Right MissKris! So it looks like we agree there are plenty of well-adjusted biracial ppl who accept their dual heritages (including me and many that I know). But please notice that I qualified comments in my last post w/the word "some" to describe the portion of biracials who do
happen to struggle re: identity politics, and there are quite a few. ... I'm confused by the idea that someone choosing to omit a large part of who they are when stating their ethnic heritage isn't
denying one side. I mean, why say you're only one thing if factually you're about equally both? I don't understand why the person wouldn't just say something factually correct and inclusive, like, "I'm biracial but I relate more to black culture", for example? Why say you're just one when you're factually both?
I was extremely careful to qualify cases where the ODR is
psychologically and socially deleterious. I think those cases are sad and happen far too often.

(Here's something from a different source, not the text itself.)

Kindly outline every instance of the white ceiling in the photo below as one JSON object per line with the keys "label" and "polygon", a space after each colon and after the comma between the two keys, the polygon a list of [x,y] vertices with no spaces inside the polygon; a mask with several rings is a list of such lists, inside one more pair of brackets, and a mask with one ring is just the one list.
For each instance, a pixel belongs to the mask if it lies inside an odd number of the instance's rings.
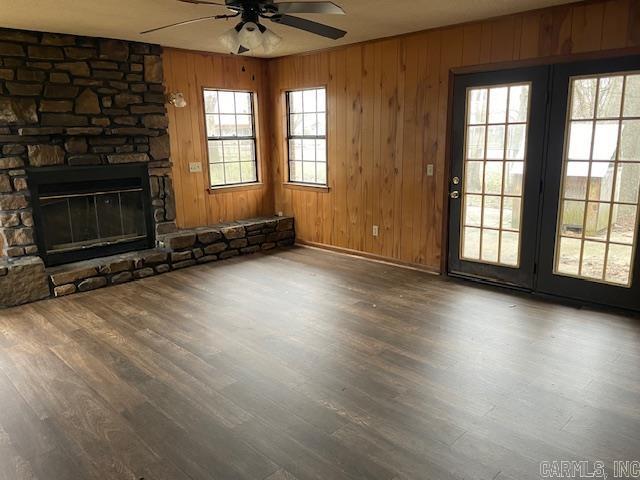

It's odd, and I know not everyone does that thank God. Sure, I agree: there will always be someone groaning over labels like "mixed". At the same time, terms like "mixed" at least allow flexibility when it comes to more truthful ethnic identification. Glad to hear your culture takes advantage of that flexibility when it comes to how others are viewed. That's terrific
I'm responding to Carmen w/empathy because it sounds like she's been the victim of certain ppl insisting she's black and only black, even after she has explained that she's biracial (I've had some deny to my face that I'm [even partially] black after telling them, so I get the frustration). These are the sort of ppl who would shun her as "mixed", "multiracial" or "biracial" - whatever word, demanding that she call herself just black. And I still say that behavior is $hitty and wrong ... not to mention intrusive, ignorant, controlling and insecure.